Tuesday, October 23, 2007

The European Cartoon Forum

At the risk of sounding like a travel writer rather than a hard-working media exec I have to write about my recent trip to the European Cartoon Forum.

This is an annual event that I have been attending on and off since 1994. It’s one of the more inspired schemes run by the European Media programme. It aims to promote and support the European animation industry by inviting all the children’s and animation commissioning editors and distributors to an ‘exotic’ location somewhere in Europe to be pitched at for three days by producers.

I say ‘exotic’ because about 5 years ago it was held in Llandudno which really does stretch the meaning of the word ‘exotic’ to breaking point.

My first Cartoon Forum was in 1994 and was held in the Azores. At some point I remember pitching a project but my clearest memories are of the steak, the white asparagus and the flowing wine. Similarly with Arles (wine), Turku (beer & saunas), Connemara (Guinness), Santiago de Compostela (Tapas & Pilgrims). I can’t really remember much about Kolding or Varese. Both dull I think.

This year the forum was held in Girona, Catalonia, about an hour from Barcelona. The main attraction this year was that nearby Figueres was the birthplace of the late Salvador Dali and he spent the latter part of his life in the region. And as you will know from previous posts, being a minor media mogul is all well and good but it’s modern art that really gets the juices flowing.

Especially when it’s modern art involving stuffed birds, cars with rain machines inside them and numerous iconoclastic, blasphemous and erotic artefacts all presented with an obsessive eye for beauty. Anyone who wears sheep shit in his hair to make a point has got to be worth a couple of hours of my time.

As part of some of the organised tours around the Forum we were able to visit the Dali Theatre and Museum in Figueres and also the Gala-Dali Castle in Pubol both of which were truly extraordinary.

The business of the Cartoon Forum though is animation. Over 4 days some 60 producers get to pitch their projects to broadcasters and financiers in the hope of raising sufficient finance to get something in to production. Sounds good eh?

Well, funnily enough, things are not what they seem.

Of the sixty projects that get pitched, usually less than 5 ever get into production. Kids animation is a hugely competitive area with a massive over-supply of passionate producers chasing increasingly scarce broadcast slots and finance.

Also, most of the projects presented are abysmal.
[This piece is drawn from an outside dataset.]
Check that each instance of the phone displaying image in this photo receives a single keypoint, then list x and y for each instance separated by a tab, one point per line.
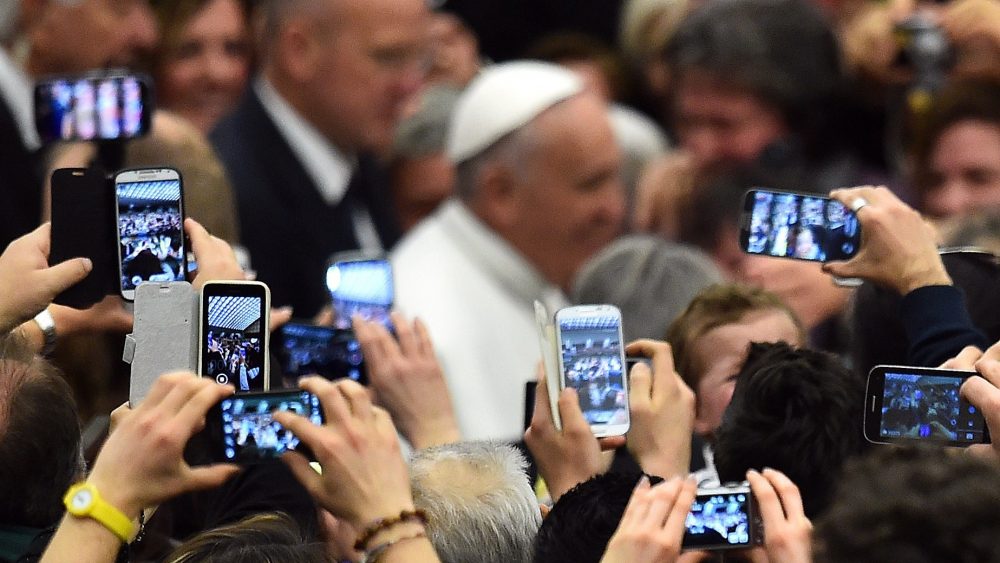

This year one of the highlights was a project called ‘Anton and the Turbot Trophy’ a priceless series about a wall mounted turbot that could grant wishes to the young Anton. You had to be there, it was astonishing.

The Forum always leaves me confused about our business, it has the ability to make me question what we are doing trying to make animated kids programmes. There is so much of it out there - what chance do we have of making something that will even get noticed?

But the Forum can also remind me that if the rest of Europe is trying to make talking turbot shows then there might just be a place for high quality kids entertainment such as is made by Aardman. I sat through a good few pitches and saw nothing that made me want to throw in the towel but plenty that made me want to stand up and shout ‘Just give up, it’s not going to happen!’

But then all wrongs were righted and the week away from the family was somehow made worthwhile when Aardman’s film, The Pearce Sisters (directed by the extraordinarily talented Luis Cook) won the Cartoon D’Or - a soemwhat prestigious European award that is part of the whole Cartoon Forum experience.

The Pearce Sisters, and films like it, are what make our business great. Totally un-commercial, breathtakingly original and artistic, honest, resonant and true in a way that no Hollywood schlock or reality TV programme ever ever will be. And with my name in the credits too. Lovely.

After the Cartoon D’Or ceremony on the Friday night I decided to try and make an early getaway. I brought my return flight forward a day and hot-footed it to Barcelona airport to get home to see my beloved family a day early. I got to the airport and realised that my passport was in the desk drawer in my hotel room.

You don’t need a talking turbot to make your wishes come true. You need to remember your fucking passport.

Tail between my legs, I scuttled back to Girona, fortunately had a magical dinner in the grounds of a castle and headed home on Sunday on my original Easyjet ticket, all £18 worth of it. Remind me again - how is it that I can fly from Girona to Bristol for less than the price of a round of drinks? Has the world gone mad?

Come to think of it, one of my favourite books ever is The Flounder by Gunter Grass - about a talking turbot. Perhaps I missed something and the project was actually a brilliant metaphor for the decline of masculine authority in the face of resurgent feminine self awareness. I must email them and ask to see the scripts.